Women under 35, though, should not be discounted. In general, it is this group that spent the most of all age groups surveyed. They are a prominent part of the marketplace, spending bundles of disposable income to trick their rides. A recent visit to a national tire chain store found a young woman, visibly under 21, bragging about “putting some dual pipes on it” and various other planned upgrades.

Women DIYers we surveyed are more likely to turn to a friend or relative for help. Men, predictably said they went for the repair manual first.

What does this female DIYer drive?

In our report females said that the top five brands for which they buy parts are the Ford Taurus (No. 1), followed by the Ford Explorer, Ford Escort, Dodge Caravan and the Honda Accord. These vehicles also are most likely to be manufactured in the ’90s. Accommodating these customers should be simple since the parts needed are likely on your shelves and won’t require inventory changeovers.

After passenger cars, light trucks are the most popular vehicles among women DIYers. Ninety-nine percent of both men and women we studied own their vehicles.

As far as the professions of women DIYers, the largest population marked “homemaker” as their occupation, followed by “clerical/administrative assistant” and “health care related.” The majority of female DIY respondents live in the East and Midwest.

Talk is not cheap

Women are more likely to rely on word-of-mouth recommendations than men, according to our DIY study. Caldwell, from Road & Travel, says they’re also more likely to spread the word, so be sure you treat them right.

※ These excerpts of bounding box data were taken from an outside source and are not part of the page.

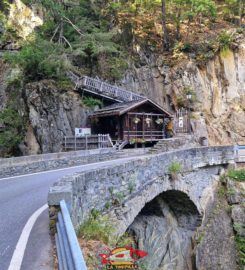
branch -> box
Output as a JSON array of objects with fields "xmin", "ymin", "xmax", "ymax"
[
  {"xmin": 62, "ymin": 36, "xmax": 73, "ymax": 50},
  {"xmin": 50, "ymin": 23, "xmax": 60, "ymax": 41},
  {"xmin": 63, "ymin": 16, "xmax": 84, "ymax": 36}
]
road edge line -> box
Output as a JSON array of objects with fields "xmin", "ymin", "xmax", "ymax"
[{"xmin": 8, "ymin": 204, "xmax": 48, "ymax": 270}]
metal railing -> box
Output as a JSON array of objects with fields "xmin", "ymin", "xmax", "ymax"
[
  {"xmin": 67, "ymin": 71, "xmax": 144, "ymax": 102},
  {"xmin": 55, "ymin": 200, "xmax": 87, "ymax": 270},
  {"xmin": 234, "ymin": 145, "xmax": 245, "ymax": 160},
  {"xmin": 124, "ymin": 130, "xmax": 165, "ymax": 140},
  {"xmin": 63, "ymin": 134, "xmax": 113, "ymax": 151}
]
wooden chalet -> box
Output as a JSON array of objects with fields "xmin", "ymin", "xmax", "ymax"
[{"xmin": 90, "ymin": 99, "xmax": 173, "ymax": 142}]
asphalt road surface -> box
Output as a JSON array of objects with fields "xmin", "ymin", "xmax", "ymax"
[{"xmin": 0, "ymin": 154, "xmax": 147, "ymax": 270}]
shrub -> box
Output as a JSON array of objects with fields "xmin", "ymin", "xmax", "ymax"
[
  {"xmin": 227, "ymin": 169, "xmax": 245, "ymax": 182},
  {"xmin": 168, "ymin": 161, "xmax": 182, "ymax": 175},
  {"xmin": 218, "ymin": 31, "xmax": 233, "ymax": 51},
  {"xmin": 78, "ymin": 209, "xmax": 115, "ymax": 244}
]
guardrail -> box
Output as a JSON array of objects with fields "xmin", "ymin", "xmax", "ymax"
[
  {"xmin": 234, "ymin": 145, "xmax": 245, "ymax": 162},
  {"xmin": 55, "ymin": 200, "xmax": 87, "ymax": 270},
  {"xmin": 62, "ymin": 134, "xmax": 113, "ymax": 151}
]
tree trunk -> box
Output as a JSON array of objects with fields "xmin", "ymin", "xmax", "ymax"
[
  {"xmin": 176, "ymin": 8, "xmax": 181, "ymax": 40},
  {"xmin": 162, "ymin": 0, "xmax": 169, "ymax": 51}
]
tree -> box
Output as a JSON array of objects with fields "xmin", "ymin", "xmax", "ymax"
[{"xmin": 162, "ymin": 0, "xmax": 169, "ymax": 51}]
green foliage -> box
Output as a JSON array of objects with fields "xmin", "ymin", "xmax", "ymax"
[
  {"xmin": 4, "ymin": 38, "xmax": 70, "ymax": 81},
  {"xmin": 114, "ymin": 192, "xmax": 125, "ymax": 206},
  {"xmin": 168, "ymin": 161, "xmax": 182, "ymax": 174},
  {"xmin": 227, "ymin": 169, "xmax": 245, "ymax": 182},
  {"xmin": 218, "ymin": 31, "xmax": 233, "ymax": 51},
  {"xmin": 82, "ymin": 97, "xmax": 103, "ymax": 108},
  {"xmin": 128, "ymin": 178, "xmax": 136, "ymax": 194},
  {"xmin": 235, "ymin": 235, "xmax": 245, "ymax": 270},
  {"xmin": 78, "ymin": 210, "xmax": 115, "ymax": 244}
]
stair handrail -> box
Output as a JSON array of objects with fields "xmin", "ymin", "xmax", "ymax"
[{"xmin": 67, "ymin": 71, "xmax": 144, "ymax": 101}]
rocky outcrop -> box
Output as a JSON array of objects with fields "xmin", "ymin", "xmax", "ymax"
[
  {"xmin": 122, "ymin": 44, "xmax": 245, "ymax": 145},
  {"xmin": 22, "ymin": 80, "xmax": 89, "ymax": 154},
  {"xmin": 196, "ymin": 189, "xmax": 237, "ymax": 270},
  {"xmin": 195, "ymin": 177, "xmax": 245, "ymax": 270},
  {"xmin": 129, "ymin": 191, "xmax": 199, "ymax": 270}
]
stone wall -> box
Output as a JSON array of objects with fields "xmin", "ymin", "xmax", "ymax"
[
  {"xmin": 0, "ymin": 148, "xmax": 117, "ymax": 178},
  {"xmin": 48, "ymin": 146, "xmax": 234, "ymax": 234}
]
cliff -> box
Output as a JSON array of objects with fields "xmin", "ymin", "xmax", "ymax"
[{"xmin": 122, "ymin": 40, "xmax": 245, "ymax": 145}]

“It’s a trust issue,” she says. “Most women walk in with an attitude of, ‘I’m going to be treated badly; I’m going to be treated like I’m stupid.’ They’re on the defensive when they come in.” They’ll be elated if you treat them the way you should, she suggests.

Being tightlipped at home with your wife may work for some men, but you’re going to have to engage in conversation with your female customers, Caldwell adds. “Women will ask a lot of questions and that irritates a lot of mechanics and salespeople. Males don’t want to look stupid. Women want to know everything.”

As irritating as it may be to have customers asking more questions, it does have its benefits. As with men, knowledgeable salespeople was the third reason women DIYers shopped at their favorite stores, according to the Aftermarket Business DIY Survey. And more women than men responded they turned to the counterperson for help, which is your big chance to make sales and keep a customer (and whomever else she relays her experience to).

But don’t mistake communicating with coddling or you’re just as likely to lose the sale. Be informed and be prepared to actually answer questions. The days of grunts as exchanges in the automotive parts stores and distribution channels are over.

“Just make sure you don’t talk down to us or assume we don’t know what we need,” says Christina Viles, who frequently buys parts for her husband, but knows exactly where the part goes on her car.

The Brighton, Mo., resident bristles at the notion of the condescending pat on the head by male store employees. She says in her observation, the older crowd tends to talk down to women more often than younger employees do.

Carson, another female DIYer, says that older employees can be more fatherly than others. Fatherly or not, a little respect and consideration will go a long way in pleasing your female customers. You don’t have to reinvent the wheel or invent a new business plan, just be nice and give her the benefit of the doubt.

To assist women doing their own repairs, Bridgestone-Firestone, Jiffy Lube and Road & Travel all offer online “maintenance shops” where women can learn automotive maintenance from the vantage of their computer desk.